Usually support for such aging operating systems costs big bucks for companies who want to keep running it, but Microsoft has released a freebie because of the serious nature of a critical flaw in Remote Desktop Services, or Terminal Services as it was. The vulnerability allows remote code execution with no user involvement or any authentication required, making it a gift to anyone wanting to spread malware.
Basically, find one of countless vulnerable Windows boxes facing the internet or on a network, and send carefully crafted packets to its remote desktop service, if running, to start executing malicious code on the machine. From there, other computers can be found by scanning IP ranges, and then you've got a proper old school worm on your hands.
A Microsoft advisory states that because the vulnerability can be 'wormable', any future malware that exploits it could propagate from vulnerable computer to vulnerable computer in a similar way as the WannaCry malware spread across the globe in 2017 using the EternalBlue NSA exploit.
Microsoft warns that it is highly likely malicious actors will write an exploit for this vulnerability and incorporate it into their malware. It's important that affected systems are patched as quickly as possible to prevent such a scenario from happening.
It's a certainty that this will be exploited in the wild since it’s a low-cost, highly effective way of quickly distributing ransomware and trojans.
Windows 8 and 10 are unaffected, but there’s still a vast pool of older systems out there that could be hit if left unpatched, including Windows 7.
The affected operating system builds include: Windows 7, Windows Server 2008 R2, Windows Server 2008, Windows Server 2003, and Windows XP.
Sent to us by: Roy W. Nash
San Francisco is the first US city to ban facial recognition.
The emerging technology will not be allowed to be used by local agencies, such as the city’s transport authority, or law enforcement.
Additionally, any plans to buy any kind of new surveillance technology must now be approved by city administrators.
Opponents of the measure said it will put people’s safety at risk and hinder efforts to fight crime.
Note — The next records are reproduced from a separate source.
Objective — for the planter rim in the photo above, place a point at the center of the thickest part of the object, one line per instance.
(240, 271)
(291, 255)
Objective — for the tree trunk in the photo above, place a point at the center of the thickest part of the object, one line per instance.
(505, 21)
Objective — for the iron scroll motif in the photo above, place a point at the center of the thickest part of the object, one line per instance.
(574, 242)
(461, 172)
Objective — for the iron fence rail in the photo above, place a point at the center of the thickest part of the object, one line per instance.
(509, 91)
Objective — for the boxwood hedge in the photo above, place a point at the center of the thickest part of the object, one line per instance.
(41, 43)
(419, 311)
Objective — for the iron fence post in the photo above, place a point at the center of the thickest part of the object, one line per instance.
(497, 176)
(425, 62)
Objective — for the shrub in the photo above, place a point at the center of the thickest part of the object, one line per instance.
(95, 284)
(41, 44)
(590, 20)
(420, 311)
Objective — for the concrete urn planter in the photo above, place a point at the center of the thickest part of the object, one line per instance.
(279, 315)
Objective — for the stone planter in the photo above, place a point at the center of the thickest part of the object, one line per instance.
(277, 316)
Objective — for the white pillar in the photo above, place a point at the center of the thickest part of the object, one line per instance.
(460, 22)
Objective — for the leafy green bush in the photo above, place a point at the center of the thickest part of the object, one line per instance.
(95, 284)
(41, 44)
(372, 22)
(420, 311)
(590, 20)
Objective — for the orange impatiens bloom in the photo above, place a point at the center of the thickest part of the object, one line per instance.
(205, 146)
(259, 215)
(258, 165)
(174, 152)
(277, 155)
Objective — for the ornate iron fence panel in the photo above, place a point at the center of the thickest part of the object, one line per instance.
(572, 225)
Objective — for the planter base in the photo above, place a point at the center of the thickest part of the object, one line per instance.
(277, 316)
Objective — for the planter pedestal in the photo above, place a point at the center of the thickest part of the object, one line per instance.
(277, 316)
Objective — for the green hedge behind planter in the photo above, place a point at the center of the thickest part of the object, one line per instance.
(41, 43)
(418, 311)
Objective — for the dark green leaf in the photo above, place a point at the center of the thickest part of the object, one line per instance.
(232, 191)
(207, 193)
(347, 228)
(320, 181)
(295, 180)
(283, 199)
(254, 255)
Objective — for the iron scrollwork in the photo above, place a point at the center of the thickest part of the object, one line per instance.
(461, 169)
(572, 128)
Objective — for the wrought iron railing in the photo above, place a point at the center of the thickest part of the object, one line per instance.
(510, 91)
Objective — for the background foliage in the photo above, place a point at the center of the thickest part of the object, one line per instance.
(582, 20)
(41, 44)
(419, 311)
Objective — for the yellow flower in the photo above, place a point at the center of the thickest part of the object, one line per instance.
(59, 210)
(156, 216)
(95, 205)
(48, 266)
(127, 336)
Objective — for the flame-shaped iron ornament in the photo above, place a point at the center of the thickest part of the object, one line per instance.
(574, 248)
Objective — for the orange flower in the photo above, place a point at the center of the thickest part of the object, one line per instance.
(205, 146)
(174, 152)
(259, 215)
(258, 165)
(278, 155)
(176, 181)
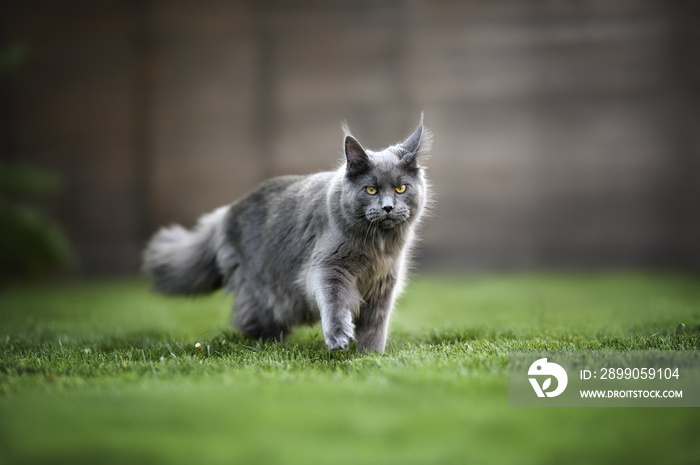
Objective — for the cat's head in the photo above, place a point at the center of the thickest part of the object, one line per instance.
(386, 188)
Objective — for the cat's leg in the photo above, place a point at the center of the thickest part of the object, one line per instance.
(337, 298)
(372, 324)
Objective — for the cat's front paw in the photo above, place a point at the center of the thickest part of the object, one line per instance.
(339, 338)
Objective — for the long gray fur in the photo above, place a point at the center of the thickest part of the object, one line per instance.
(303, 248)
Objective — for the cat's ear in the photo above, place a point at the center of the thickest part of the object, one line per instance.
(357, 159)
(416, 146)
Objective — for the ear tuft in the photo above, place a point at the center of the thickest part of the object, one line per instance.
(417, 146)
(355, 156)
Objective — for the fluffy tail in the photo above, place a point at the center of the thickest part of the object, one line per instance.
(182, 261)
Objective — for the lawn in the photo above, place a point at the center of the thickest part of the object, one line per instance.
(106, 372)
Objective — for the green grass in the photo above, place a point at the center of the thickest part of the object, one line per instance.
(106, 372)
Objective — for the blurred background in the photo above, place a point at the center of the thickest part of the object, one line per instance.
(567, 133)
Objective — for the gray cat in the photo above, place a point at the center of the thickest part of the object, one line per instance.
(332, 246)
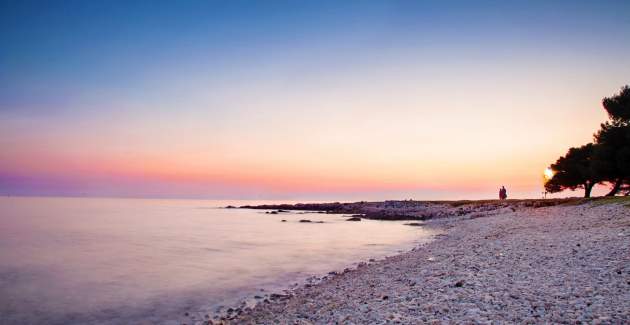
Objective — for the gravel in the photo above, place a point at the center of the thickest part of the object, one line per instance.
(561, 264)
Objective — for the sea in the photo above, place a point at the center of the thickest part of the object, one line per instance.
(156, 261)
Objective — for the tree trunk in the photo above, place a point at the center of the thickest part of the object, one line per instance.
(587, 189)
(616, 187)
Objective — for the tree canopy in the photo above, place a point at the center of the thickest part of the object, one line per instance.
(573, 171)
(605, 160)
(618, 106)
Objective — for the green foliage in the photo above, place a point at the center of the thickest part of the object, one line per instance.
(573, 171)
(618, 106)
(608, 160)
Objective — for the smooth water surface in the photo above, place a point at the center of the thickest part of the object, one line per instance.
(79, 260)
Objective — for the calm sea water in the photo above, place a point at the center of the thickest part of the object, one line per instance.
(117, 261)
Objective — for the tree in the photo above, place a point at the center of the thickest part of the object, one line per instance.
(573, 171)
(611, 157)
(618, 106)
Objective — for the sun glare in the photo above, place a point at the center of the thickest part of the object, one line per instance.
(548, 173)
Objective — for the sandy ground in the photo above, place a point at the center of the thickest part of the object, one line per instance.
(562, 264)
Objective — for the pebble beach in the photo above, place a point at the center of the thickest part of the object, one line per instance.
(568, 264)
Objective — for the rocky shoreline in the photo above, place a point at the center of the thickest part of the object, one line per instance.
(409, 209)
(512, 263)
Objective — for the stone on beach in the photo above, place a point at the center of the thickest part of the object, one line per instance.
(531, 264)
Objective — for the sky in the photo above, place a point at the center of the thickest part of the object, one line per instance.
(344, 100)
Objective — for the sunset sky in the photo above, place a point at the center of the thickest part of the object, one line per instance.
(301, 99)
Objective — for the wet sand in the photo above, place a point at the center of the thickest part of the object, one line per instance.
(511, 264)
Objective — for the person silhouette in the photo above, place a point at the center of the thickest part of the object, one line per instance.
(502, 193)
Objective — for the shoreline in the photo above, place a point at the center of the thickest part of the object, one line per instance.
(485, 266)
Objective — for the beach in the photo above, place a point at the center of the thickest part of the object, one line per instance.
(512, 263)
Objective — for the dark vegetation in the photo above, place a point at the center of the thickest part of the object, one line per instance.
(606, 160)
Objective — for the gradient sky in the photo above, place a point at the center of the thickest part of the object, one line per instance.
(301, 99)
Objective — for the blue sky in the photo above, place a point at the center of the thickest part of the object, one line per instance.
(121, 83)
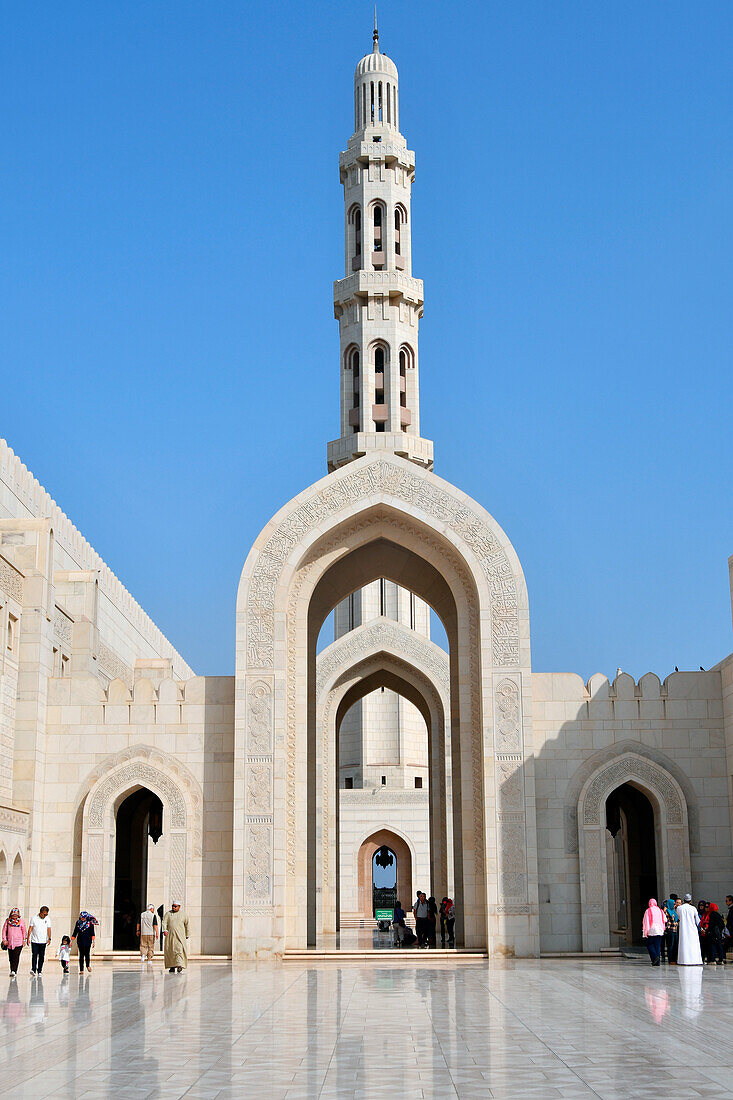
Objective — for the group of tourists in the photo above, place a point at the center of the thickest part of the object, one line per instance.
(686, 935)
(426, 913)
(37, 935)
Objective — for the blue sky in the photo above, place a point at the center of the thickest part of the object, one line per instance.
(172, 222)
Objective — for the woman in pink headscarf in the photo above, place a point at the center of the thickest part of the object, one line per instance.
(653, 930)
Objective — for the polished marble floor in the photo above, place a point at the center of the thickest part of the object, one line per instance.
(545, 1029)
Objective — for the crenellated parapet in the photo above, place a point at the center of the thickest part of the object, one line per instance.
(39, 504)
(624, 699)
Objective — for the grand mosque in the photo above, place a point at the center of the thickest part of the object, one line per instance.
(277, 802)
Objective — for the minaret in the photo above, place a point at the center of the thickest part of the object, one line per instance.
(383, 739)
(378, 304)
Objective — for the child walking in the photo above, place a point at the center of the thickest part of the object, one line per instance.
(64, 953)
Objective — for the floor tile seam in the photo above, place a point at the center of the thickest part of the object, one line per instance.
(336, 1041)
(549, 1051)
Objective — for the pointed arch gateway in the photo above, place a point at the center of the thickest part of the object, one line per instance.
(671, 836)
(381, 517)
(382, 652)
(106, 791)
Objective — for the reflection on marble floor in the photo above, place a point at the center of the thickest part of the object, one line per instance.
(551, 1029)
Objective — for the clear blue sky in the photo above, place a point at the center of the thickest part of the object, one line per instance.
(172, 221)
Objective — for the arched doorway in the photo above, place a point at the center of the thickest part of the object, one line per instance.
(631, 860)
(644, 805)
(382, 656)
(138, 872)
(123, 800)
(380, 518)
(17, 882)
(375, 870)
(3, 881)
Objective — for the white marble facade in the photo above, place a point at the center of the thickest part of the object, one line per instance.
(255, 798)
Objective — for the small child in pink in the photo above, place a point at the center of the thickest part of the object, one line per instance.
(64, 953)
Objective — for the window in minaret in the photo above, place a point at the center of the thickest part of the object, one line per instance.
(378, 228)
(354, 221)
(379, 376)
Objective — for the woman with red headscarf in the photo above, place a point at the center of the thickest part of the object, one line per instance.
(653, 930)
(715, 925)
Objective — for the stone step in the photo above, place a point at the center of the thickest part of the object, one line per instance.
(406, 955)
(134, 957)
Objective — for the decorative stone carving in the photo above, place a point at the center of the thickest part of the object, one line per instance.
(592, 871)
(382, 476)
(512, 879)
(259, 717)
(130, 776)
(63, 626)
(631, 767)
(111, 663)
(259, 788)
(11, 581)
(13, 821)
(95, 857)
(178, 867)
(391, 798)
(259, 861)
(509, 782)
(509, 725)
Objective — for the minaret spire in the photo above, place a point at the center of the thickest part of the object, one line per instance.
(378, 304)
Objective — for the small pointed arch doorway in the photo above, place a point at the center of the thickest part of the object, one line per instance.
(631, 860)
(373, 855)
(139, 864)
(628, 803)
(17, 882)
(3, 880)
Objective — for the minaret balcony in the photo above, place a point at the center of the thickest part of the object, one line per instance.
(392, 284)
(354, 446)
(391, 152)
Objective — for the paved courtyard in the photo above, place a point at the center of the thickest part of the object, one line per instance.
(565, 1029)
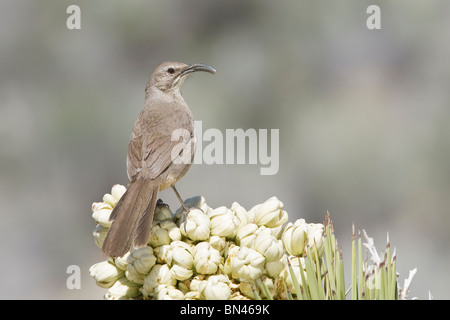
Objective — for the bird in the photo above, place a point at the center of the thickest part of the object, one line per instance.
(156, 158)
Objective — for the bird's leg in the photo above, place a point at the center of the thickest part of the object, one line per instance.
(181, 200)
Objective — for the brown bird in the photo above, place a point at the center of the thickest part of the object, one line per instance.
(155, 160)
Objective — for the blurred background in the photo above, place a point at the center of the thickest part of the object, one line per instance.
(363, 118)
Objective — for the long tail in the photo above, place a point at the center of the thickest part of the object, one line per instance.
(132, 218)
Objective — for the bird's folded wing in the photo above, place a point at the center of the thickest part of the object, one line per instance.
(152, 154)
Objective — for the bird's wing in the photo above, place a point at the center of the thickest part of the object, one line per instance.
(152, 154)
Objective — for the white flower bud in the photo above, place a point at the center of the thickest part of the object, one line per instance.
(198, 284)
(162, 212)
(181, 260)
(273, 268)
(164, 292)
(217, 288)
(269, 247)
(164, 232)
(246, 235)
(123, 289)
(121, 262)
(181, 273)
(161, 253)
(105, 273)
(223, 222)
(139, 263)
(248, 264)
(294, 237)
(270, 213)
(248, 288)
(218, 243)
(230, 253)
(197, 225)
(206, 258)
(101, 212)
(159, 274)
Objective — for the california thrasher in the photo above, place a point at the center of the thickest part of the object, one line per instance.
(154, 160)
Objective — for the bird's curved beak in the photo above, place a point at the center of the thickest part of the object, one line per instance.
(197, 67)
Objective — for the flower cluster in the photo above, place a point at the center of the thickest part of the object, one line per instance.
(216, 254)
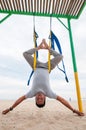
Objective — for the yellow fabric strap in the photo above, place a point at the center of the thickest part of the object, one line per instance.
(34, 64)
(49, 65)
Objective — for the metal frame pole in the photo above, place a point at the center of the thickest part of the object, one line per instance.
(75, 69)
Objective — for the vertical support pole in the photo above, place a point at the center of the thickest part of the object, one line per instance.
(75, 69)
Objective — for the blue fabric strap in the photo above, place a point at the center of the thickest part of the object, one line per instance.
(54, 40)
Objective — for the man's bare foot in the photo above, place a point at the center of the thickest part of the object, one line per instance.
(78, 112)
(5, 111)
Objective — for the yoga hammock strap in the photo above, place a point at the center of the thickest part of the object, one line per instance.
(35, 37)
(54, 40)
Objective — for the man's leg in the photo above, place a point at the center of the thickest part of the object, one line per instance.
(64, 102)
(14, 105)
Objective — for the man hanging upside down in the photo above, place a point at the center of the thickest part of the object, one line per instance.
(41, 85)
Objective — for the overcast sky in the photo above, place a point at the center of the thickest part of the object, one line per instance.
(16, 36)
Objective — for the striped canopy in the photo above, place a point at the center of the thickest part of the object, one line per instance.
(56, 8)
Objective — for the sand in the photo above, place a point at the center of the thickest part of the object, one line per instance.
(54, 116)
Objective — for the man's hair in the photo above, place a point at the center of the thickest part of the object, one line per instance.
(40, 105)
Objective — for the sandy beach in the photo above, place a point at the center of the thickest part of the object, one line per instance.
(54, 116)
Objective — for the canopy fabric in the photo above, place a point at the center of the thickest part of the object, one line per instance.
(57, 8)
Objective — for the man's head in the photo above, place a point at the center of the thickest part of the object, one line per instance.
(40, 100)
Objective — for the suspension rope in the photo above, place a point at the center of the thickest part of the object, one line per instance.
(49, 64)
(34, 39)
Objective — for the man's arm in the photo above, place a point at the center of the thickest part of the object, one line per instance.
(64, 102)
(28, 56)
(14, 105)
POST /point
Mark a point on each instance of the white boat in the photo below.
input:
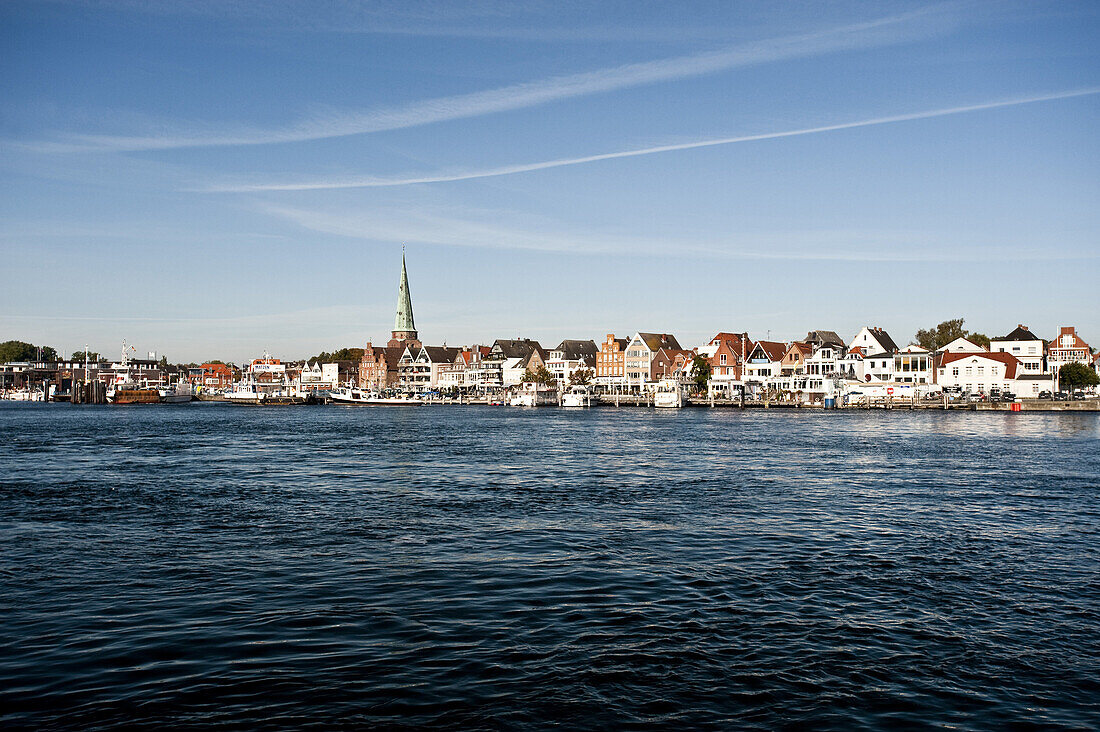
(182, 394)
(264, 382)
(352, 395)
(530, 394)
(579, 395)
(669, 395)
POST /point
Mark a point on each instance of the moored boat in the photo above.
(579, 395)
(182, 394)
(352, 395)
(669, 394)
(264, 383)
(531, 394)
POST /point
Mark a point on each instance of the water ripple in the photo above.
(493, 568)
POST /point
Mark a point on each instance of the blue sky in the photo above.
(213, 179)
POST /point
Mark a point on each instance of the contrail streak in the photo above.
(370, 182)
(879, 32)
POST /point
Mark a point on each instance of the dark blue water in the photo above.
(477, 567)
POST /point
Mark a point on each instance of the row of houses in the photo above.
(1020, 361)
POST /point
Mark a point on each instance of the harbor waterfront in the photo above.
(503, 568)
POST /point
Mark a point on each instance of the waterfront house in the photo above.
(875, 341)
(639, 357)
(794, 358)
(1029, 349)
(506, 361)
(828, 352)
(210, 375)
(726, 353)
(960, 346)
(765, 360)
(913, 366)
(851, 366)
(570, 357)
(978, 372)
(1068, 348)
(671, 362)
(418, 369)
(611, 360)
(377, 369)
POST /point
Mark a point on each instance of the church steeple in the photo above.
(404, 326)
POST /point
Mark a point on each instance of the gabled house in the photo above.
(913, 366)
(978, 372)
(1068, 348)
(611, 360)
(818, 338)
(873, 341)
(960, 346)
(726, 353)
(506, 361)
(828, 351)
(639, 356)
(765, 360)
(670, 362)
(570, 357)
(418, 369)
(1029, 348)
(459, 372)
(794, 358)
(377, 369)
(851, 366)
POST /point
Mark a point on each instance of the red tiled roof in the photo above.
(1010, 361)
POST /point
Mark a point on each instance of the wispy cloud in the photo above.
(878, 32)
(506, 230)
(447, 176)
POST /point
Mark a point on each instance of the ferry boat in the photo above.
(264, 382)
(182, 394)
(353, 395)
(669, 395)
(579, 395)
(530, 394)
(125, 386)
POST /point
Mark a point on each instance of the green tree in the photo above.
(339, 354)
(945, 332)
(978, 339)
(18, 350)
(701, 372)
(540, 375)
(1077, 375)
(942, 335)
(581, 378)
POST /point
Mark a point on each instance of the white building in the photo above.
(961, 346)
(1068, 348)
(978, 372)
(639, 356)
(1029, 349)
(913, 366)
(570, 357)
(765, 360)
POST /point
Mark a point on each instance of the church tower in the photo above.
(404, 332)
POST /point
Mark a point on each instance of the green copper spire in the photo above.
(404, 320)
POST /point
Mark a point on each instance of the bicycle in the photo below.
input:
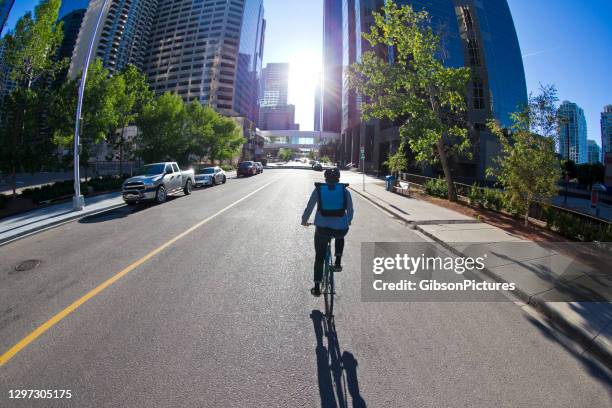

Those in favour of the move said the technology as it exists today is unreliable, and represented an unnecessary infringement on people’s privacy and liberty.
In particular, opponents argued the systems are error prone, particularly when dealing with women or people with darker skin.
Matt Cagle from the American Civil Liberties Union in Northern California says that by banning facial recognition, San Francisco has declared that the technology is incompatible with a healthy democracy and that residents deserve a voice in decisions about high-tech surveillance.